Constantine Tam, MD, FRACP, FRCPA

Professor of Haematology
Monash University
Head of Lymphoma Service
Alfred Health
Melbourne, AU

Professor Constantine (Con) Tam is Head of Lymphoma Service at Alfred Health, and Professor of Haematology at Monash University. Con received his M.B.B.S.(Hons) and M.D. degrees from the University of Melbourne. After dual training in Haematology and Haematopathology, Con completed his Leukemia Fellowship at MD Anderson Cancer Centre in Houston, Texas. Prior to moving to the Alfred, Con served as Disease Group Lead for Low Grade Lymphoma and CLL at Peter MacCallum Cancer Centre & Royal Melbourne Hospital for over 10 years.


Con is passionate about developing new treatment for blood cancers. He is the global lead for the BTK inhibitor zanubrutinib, and oversaw its development from the first human dosed (in Melbourne) to successful international licensing studies worldwide. Con designed and performed the first global study to combine ibrutinib and venetoclax, publishing the results in the New England Journal of Medicine 5 years after inception. In 2015, he became the Australian lead for the pivotal study of Tisagenlecleucel in diffuse large B-cell lymphoma, leading to public funding for CAR T-cells as standard treatment in Australia.


The publication record for Con includes 259 peer-reviewed papers in New England Journal of Medicine, Lancet, Journal of Clinical Oncology, Blood and other top-tier journals. His work has been cited >18,000 times in the literature. Con is Associate Editor for Blood Advances.

Julie Vose, MD, MBA, FASCO

Chief, Hematology/Oncology
University of Nebraska Medical Center
Omaha, NB


Dr. Vose is the Neumann M. and Mildred E. Harris Professor and Chief in the Division of Oncology/Hematology at UNMC which includes 32 physicians specializing in Medical Hematology/Oncology. Dr. Vose received her medical degree, completed her residency in Internal Medicine, served as Chief Resident, and completed a Fellowship in Hematology/Oncology at UNMC. Dr. Vose also completed a sabbatical at Stanford University.   In addition, she completed an MBA in Health Administration through the University of Colorado Business School.  Dr.

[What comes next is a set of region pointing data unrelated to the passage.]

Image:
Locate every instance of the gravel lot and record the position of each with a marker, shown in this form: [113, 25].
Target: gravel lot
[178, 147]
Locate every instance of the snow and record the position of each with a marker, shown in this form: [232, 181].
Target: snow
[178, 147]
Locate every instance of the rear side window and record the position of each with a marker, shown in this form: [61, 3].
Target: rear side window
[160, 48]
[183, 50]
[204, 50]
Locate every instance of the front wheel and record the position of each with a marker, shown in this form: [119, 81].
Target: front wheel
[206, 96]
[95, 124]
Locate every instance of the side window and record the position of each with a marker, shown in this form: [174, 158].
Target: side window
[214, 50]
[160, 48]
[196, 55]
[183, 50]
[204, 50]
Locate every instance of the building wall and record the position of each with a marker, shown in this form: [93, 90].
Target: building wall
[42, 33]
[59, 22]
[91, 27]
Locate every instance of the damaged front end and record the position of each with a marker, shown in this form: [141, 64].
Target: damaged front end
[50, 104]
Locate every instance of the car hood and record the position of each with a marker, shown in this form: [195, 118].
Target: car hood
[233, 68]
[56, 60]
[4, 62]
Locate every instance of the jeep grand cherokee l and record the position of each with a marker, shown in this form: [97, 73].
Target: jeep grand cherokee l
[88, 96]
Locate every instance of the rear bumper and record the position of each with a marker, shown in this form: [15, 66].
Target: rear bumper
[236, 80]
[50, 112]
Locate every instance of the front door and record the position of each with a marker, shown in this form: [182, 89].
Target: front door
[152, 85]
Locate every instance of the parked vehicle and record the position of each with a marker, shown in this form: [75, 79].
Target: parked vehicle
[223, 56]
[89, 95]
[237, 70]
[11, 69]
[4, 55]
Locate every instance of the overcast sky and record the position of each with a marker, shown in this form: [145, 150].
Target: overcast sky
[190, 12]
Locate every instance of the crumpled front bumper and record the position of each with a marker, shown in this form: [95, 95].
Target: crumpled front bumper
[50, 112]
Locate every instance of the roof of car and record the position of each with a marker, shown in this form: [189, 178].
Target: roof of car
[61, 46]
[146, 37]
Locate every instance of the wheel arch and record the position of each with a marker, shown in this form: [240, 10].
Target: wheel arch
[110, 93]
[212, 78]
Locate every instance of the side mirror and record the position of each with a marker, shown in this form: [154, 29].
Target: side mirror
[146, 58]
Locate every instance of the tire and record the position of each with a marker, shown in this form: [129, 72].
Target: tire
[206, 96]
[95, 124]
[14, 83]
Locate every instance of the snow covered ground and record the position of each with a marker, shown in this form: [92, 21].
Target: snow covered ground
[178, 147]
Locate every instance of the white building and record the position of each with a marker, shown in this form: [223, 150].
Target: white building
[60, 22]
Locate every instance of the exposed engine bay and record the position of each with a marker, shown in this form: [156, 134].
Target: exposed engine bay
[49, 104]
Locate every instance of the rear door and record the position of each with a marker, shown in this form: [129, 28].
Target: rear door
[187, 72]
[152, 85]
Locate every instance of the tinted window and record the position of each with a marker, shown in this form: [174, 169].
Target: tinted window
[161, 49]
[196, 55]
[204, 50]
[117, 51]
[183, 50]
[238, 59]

Vose has focused her career on translational research for improvement in the therapy of non-Hodgkin’s lymphoma (NHL), Hodgkin lymphoma (HL), and Chronic Lymphocytic Leukemia (CLL) by developing a focused translational research program evaluating novel therapies such as monoclonal antibodies, immunotherapy, pathway directed agents, stem cell transplantation, and chimeric antigen receptor T-cell (CAR-T) treatments. Dr. Vose has been recognized for her NHL research on a national and international level through research awards and invited lectureships worldwide. In addition, her funding record and publications in NHL therapy and transplantation research have added substantially to the research and knowledge base for the therapy of lymphoma.  She has published over 400 manuscripts in peer reviewed journals.  She was the 2015-16 President of the American Society of Clinical Oncology (ASCO), the largest international society of health care professionals who perform research and treat cancer.